8 kenmerken van duurzaam werkkapitaalmanagement
Uit onderzoek van KPMG onder 500 multinationals, in de periode van 1987 – 2009, blijkt dat in tijden van stagnatie/recessie het werkkapitaal verbetert. Echter in de periode erna, tijdens de economische opbloei, verslechtert de werkkapitaal performance. In de praktijk zien we dit ook terug; zodra de omzetten aantrekken, verslapt de aandacht voor werkkapitaalverbetering. Dit wordt veroorzaakt door het feit dat de werkkapitaalverbeteringen onvoldoende duurzaam verankerd zijn binnen de organisatie. Dit artikel gaat in op de vraag hoe u werkkapitaalmanagement duurzaam kunt verankeren binnen uw organisatie.
Een gebalanceerde aanpak
Werkkapitaalverbetertrajecten worden veelal in een crisissituatie gestart en zijn gericht op korte termijn verbeteringen. De urgentie zorgt er voor dat de doorlooptijd beperkt is, maar vermindert de kans op duurzame verankering. Dit hangt samen met de manier waarop een werkkapitaal verbeterproject wordt aangepakt.
Ervaring leert dat de betrokkenheid van medewerkers en acceptatie van de gekozen oplossingsrichting belangrijk zijn om een duurzame werkkapitaalverbetering te realiseren. In de praktijk zien we vaak dat de gekozen aanpak niet is afgestemd op de organisatie. De vraag staat daarbij centraal in hoeverre de organisatie zelf in staat is om op een beheersbare, efficiënte en effectieve wijze verbeteringen op dit gebied te realiseren.
Het vertrekpunt om de juiste aanpak te bepalen is het volwassenheidsniveau van werkkapitaalmanagement binnen de organisatie. Dit volwassenheidsniveau is afhankelijk van de kwaliteit en effectiviteit van werkkapitaalmanagement op het gebied van organisatie inrichting, medewerkers, processen, tooling en rapportages. We onderscheiden hierbij de volwassenheidsniveaus van ‘passief’ tot en met ‘geoptimaliseerd’.

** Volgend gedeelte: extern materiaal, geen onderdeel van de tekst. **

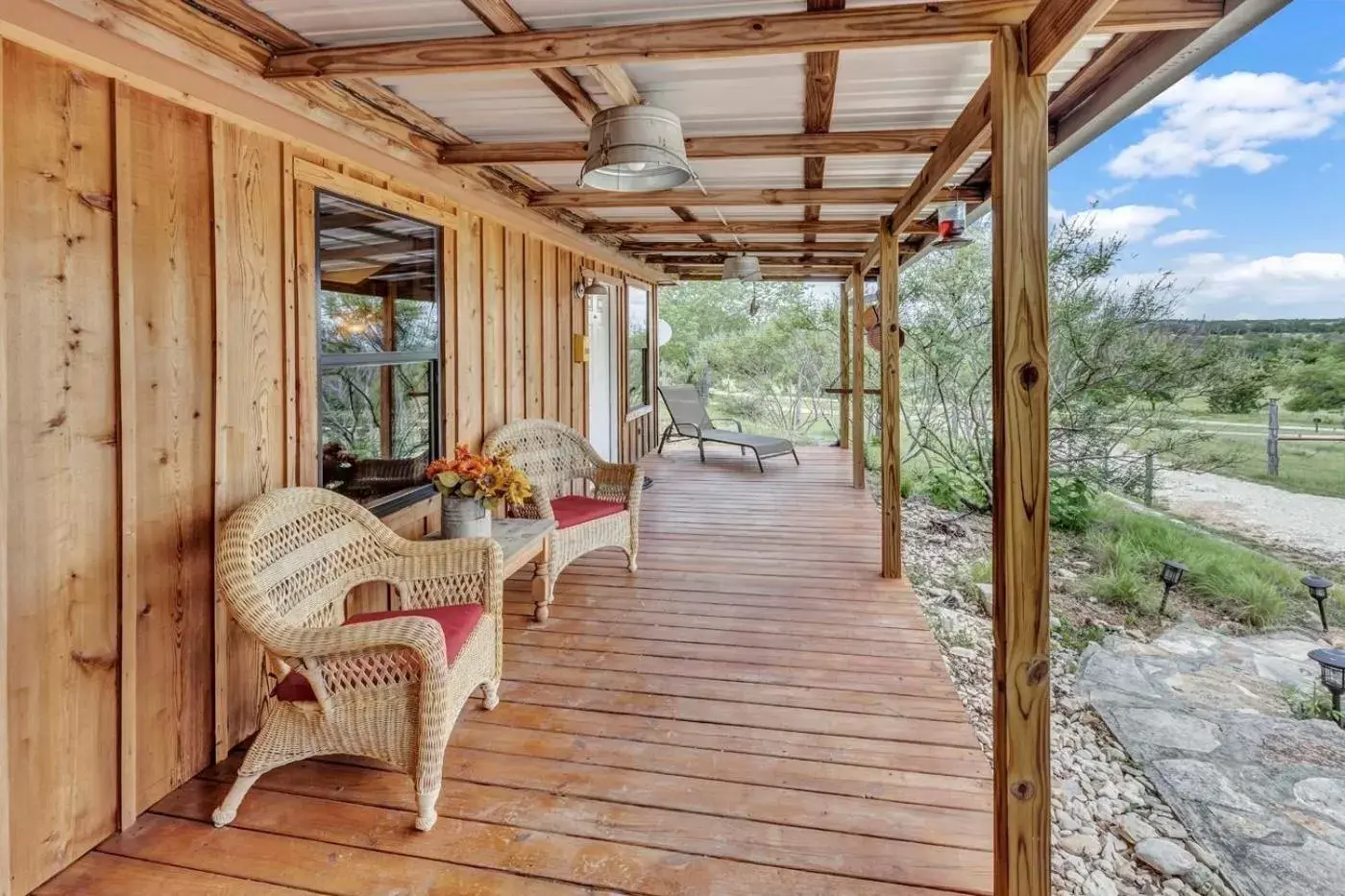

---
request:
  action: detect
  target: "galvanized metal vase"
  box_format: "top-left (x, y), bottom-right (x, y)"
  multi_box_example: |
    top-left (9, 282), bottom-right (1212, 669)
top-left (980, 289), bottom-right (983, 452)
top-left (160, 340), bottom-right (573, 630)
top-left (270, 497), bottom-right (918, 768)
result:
top-left (438, 497), bottom-right (491, 538)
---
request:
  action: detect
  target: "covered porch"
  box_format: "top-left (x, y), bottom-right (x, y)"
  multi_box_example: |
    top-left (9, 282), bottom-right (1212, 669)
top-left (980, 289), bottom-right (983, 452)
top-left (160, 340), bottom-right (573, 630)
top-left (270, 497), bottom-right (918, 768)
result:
top-left (37, 446), bottom-right (991, 896)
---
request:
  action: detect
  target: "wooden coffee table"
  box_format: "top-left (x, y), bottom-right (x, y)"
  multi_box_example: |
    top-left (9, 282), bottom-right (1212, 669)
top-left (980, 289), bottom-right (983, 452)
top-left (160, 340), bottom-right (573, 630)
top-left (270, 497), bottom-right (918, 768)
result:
top-left (428, 520), bottom-right (555, 621)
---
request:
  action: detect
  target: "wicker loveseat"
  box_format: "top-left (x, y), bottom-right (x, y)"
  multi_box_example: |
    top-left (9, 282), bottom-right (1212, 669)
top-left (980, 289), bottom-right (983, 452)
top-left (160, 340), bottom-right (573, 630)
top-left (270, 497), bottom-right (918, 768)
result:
top-left (214, 489), bottom-right (503, 830)
top-left (484, 420), bottom-right (645, 613)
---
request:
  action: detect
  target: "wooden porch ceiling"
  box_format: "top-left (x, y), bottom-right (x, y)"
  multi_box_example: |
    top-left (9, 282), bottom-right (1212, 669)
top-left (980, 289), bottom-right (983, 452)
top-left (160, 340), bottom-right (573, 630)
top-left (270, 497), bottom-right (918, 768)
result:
top-left (37, 446), bottom-right (991, 896)
top-left (121, 0), bottom-right (1224, 273)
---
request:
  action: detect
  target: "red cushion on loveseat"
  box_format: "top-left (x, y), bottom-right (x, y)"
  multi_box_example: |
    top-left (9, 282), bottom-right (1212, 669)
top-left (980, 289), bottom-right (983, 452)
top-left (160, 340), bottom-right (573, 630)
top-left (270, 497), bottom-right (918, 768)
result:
top-left (272, 604), bottom-right (483, 704)
top-left (551, 496), bottom-right (625, 529)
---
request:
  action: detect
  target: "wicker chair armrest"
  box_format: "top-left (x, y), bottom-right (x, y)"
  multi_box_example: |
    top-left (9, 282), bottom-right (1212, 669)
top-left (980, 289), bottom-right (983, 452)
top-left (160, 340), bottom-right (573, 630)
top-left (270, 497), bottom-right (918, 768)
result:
top-left (269, 617), bottom-right (448, 713)
top-left (593, 463), bottom-right (645, 509)
top-left (389, 529), bottom-right (504, 615)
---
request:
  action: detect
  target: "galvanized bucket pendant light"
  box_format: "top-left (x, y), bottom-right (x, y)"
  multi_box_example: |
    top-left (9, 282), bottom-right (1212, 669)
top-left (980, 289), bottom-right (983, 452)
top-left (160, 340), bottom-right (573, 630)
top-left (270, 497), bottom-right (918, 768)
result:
top-left (720, 254), bottom-right (761, 281)
top-left (579, 105), bottom-right (693, 192)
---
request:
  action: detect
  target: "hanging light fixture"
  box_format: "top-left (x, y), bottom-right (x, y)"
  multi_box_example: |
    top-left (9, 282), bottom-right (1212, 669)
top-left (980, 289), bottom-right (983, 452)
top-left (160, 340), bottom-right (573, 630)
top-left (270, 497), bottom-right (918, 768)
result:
top-left (579, 107), bottom-right (693, 192)
top-left (934, 201), bottom-right (971, 249)
top-left (720, 254), bottom-right (761, 281)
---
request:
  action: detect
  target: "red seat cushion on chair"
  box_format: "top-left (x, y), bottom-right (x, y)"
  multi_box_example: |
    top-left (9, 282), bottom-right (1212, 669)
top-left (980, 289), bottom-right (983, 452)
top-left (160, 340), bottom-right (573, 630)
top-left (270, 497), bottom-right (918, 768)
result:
top-left (272, 604), bottom-right (484, 704)
top-left (551, 496), bottom-right (625, 529)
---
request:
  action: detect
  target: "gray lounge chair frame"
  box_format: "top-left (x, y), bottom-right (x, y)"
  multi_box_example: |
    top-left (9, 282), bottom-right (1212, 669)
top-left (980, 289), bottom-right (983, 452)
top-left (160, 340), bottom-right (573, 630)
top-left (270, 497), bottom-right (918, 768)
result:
top-left (659, 386), bottom-right (799, 472)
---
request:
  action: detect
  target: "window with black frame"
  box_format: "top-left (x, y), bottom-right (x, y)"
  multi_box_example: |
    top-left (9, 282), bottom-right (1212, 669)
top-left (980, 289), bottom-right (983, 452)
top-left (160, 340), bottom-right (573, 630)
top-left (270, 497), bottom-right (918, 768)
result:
top-left (625, 281), bottom-right (652, 413)
top-left (316, 192), bottom-right (443, 510)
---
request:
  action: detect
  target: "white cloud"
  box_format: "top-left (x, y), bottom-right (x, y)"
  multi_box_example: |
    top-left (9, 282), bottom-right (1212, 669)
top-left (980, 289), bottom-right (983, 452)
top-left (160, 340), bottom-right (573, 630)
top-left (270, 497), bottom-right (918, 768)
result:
top-left (1154, 228), bottom-right (1218, 246)
top-left (1088, 183), bottom-right (1136, 206)
top-left (1069, 206), bottom-right (1178, 242)
top-left (1174, 252), bottom-right (1345, 318)
top-left (1107, 71), bottom-right (1345, 179)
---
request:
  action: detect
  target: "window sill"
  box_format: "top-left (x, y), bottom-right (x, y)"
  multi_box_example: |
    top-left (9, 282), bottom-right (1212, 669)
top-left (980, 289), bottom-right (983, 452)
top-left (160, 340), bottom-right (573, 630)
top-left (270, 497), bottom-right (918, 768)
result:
top-left (364, 483), bottom-right (434, 520)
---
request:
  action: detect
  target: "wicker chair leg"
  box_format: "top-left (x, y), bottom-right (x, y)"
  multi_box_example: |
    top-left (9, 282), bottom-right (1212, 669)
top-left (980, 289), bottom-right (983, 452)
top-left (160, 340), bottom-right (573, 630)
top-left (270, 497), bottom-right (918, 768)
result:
top-left (209, 772), bottom-right (261, 828)
top-left (481, 681), bottom-right (501, 711)
top-left (416, 782), bottom-right (441, 830)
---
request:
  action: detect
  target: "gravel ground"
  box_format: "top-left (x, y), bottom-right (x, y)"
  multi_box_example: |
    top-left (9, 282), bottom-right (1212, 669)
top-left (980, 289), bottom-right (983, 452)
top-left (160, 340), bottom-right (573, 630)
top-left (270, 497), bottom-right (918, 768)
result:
top-left (1156, 462), bottom-right (1345, 564)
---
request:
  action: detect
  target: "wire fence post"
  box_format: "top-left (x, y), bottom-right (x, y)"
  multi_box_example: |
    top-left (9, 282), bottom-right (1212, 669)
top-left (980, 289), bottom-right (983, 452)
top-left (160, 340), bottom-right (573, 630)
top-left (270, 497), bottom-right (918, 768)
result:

Hoe hoger het volwassenheidsniveau, des te belangrijk is het om een decentrale coördinatie te kiezen. Een self-assessment benadering sluit hierbij goed aan, aangezien optimaal gebruik wordt gemaakt van aanwezige kennis en invloed van medewerkers op de mogelijke oplossingsrichtingen. Als er sprake is van een passief werkkapitaalmanagement is een topdown aanpak (met centrale coördinatie) vaak zinvoller, omdat mogelijke verbeteringen sneller geïdentificeerd worden, waarbij decentraal input geleverd wordt.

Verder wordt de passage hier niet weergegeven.